How Large Language Models Actually Work

In 2017, Google researchers published 'Attention is All You Need' — one of the most cited papers in machine learning history. It introduced the transformer, the architecture behind every major LLM. The key innovation was the attention mechanism: instead of processing words sequentially (as earlier RNNs did), transformers process all words in a sentence simultaneously and learn which words should 'attend' to which others. 'The bank was steep' and 'I went to the bank' need to be understood differently — attention makes this possible by weighing word relationships across the entire context window. The eight researchers who wrote the paper have since founded or joined most of the major AI labs; the architecture they invented underlies GPT-4, Claude, Gemini, and every other frontier model.

Training an LLM involves exposing it to hundreds of billions of words from the internet, books, and code, and repeatedly asking it to predict the next token. Every time it gets a prediction wrong, the model's billions of parameters — the numerical weights determining its outputs — are adjusted slightly. After trillions of such adjustments, the model has implicitly encoded vast amounts of knowledge about language, facts, and reasoning. The result isn't a database of facts — it's a compressed statistical model of human language. OpenAI's GPT-4 has an estimated 1.8 trillion parameters, each a small number representing a learned relationship between concepts. The training compute for frontier models now costs hundreds of millions of dollars.

LLMs don't retrieve facts from a database — they generate plausible next tokens. This means they can produce confident-sounding text that is factually wrong, because 'sounds like what a correct answer would look like' is what they were trained to produce, not 'is verifiably true'. This isn't a bug to be fixed; it's an intrinsic property of the architecture. Researchers at DeepMind and elsewhere have demonstrated that hallucination rates decrease with model scale and with retrieval-augmented generation (RAG) — connecting the model to live databases of facts it can quote directly rather than generating from memory. But zero hallucination in a generative model is not achievable with current architectures.
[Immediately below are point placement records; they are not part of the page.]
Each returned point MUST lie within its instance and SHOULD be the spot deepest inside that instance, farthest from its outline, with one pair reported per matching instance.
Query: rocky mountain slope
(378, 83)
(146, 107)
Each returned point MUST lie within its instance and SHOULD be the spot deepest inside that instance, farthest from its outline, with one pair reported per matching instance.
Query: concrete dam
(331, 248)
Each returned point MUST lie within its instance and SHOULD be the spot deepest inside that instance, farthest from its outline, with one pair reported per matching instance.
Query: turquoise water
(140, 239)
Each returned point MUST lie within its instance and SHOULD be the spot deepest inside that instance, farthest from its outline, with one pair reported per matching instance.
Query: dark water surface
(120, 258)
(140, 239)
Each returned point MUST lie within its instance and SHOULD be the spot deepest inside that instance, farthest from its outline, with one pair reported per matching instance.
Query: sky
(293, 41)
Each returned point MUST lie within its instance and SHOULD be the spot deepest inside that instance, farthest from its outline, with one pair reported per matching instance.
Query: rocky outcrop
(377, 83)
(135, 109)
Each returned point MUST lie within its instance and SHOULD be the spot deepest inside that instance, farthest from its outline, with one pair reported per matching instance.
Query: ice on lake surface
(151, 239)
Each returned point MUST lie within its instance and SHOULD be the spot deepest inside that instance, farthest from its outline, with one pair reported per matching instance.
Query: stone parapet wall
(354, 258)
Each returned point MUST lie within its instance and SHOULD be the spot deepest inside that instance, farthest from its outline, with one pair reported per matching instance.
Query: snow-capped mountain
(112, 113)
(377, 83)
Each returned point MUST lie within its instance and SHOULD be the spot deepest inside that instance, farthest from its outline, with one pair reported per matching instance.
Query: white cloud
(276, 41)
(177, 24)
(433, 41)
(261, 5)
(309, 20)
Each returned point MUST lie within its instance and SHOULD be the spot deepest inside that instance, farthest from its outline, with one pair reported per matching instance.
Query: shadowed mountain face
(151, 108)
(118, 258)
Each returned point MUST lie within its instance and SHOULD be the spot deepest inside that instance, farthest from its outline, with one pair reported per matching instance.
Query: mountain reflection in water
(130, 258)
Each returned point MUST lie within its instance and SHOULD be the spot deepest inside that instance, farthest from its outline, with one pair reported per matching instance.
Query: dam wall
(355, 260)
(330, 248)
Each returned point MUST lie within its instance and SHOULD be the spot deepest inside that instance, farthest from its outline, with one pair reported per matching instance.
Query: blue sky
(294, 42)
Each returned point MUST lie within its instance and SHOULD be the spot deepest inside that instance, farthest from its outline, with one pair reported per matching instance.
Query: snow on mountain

Raw pre-trained LLMs are good at predicting text but not at following instructions or being helpful. Reinforcement Learning from Human Feedback (RLHF), developed at OpenAI and popularised with InstructGPT in 2022, addresses this. Human raters compare model outputs and rank them, training a 'reward model' that predicts human preferences. The LLM is then fine-tuned to maximise this reward signal. This process is what transforms a raw text predictor into a helpful assistant. It's also how safety constraints are implemented: raters mark certain outputs as unacceptable, and the model learns to avoid them. Every instruction-following model — including Claude — uses some variant of this process.

Understanding the architecture explains the limitations. LLMs have a fixed context window — they can only process a certain amount of text at once, and have no persistent memory between conversations (unless specifically engineered). They cannot access real-time information without tool use. They are susceptible to adversarial inputs ('prompt injection') that cause them to ignore their instructions. They cannot reliably perform multi-step mathematical reasoning without assistance — research from MIT and Stanford has consistently found that even frontier models make errors on arithmetic that primary school children can solve. Knowing this isn't a counsel of despair — LLMs are genuinely useful — but matching tasks to the architecture's genuine strengths requires understanding what those strengths are.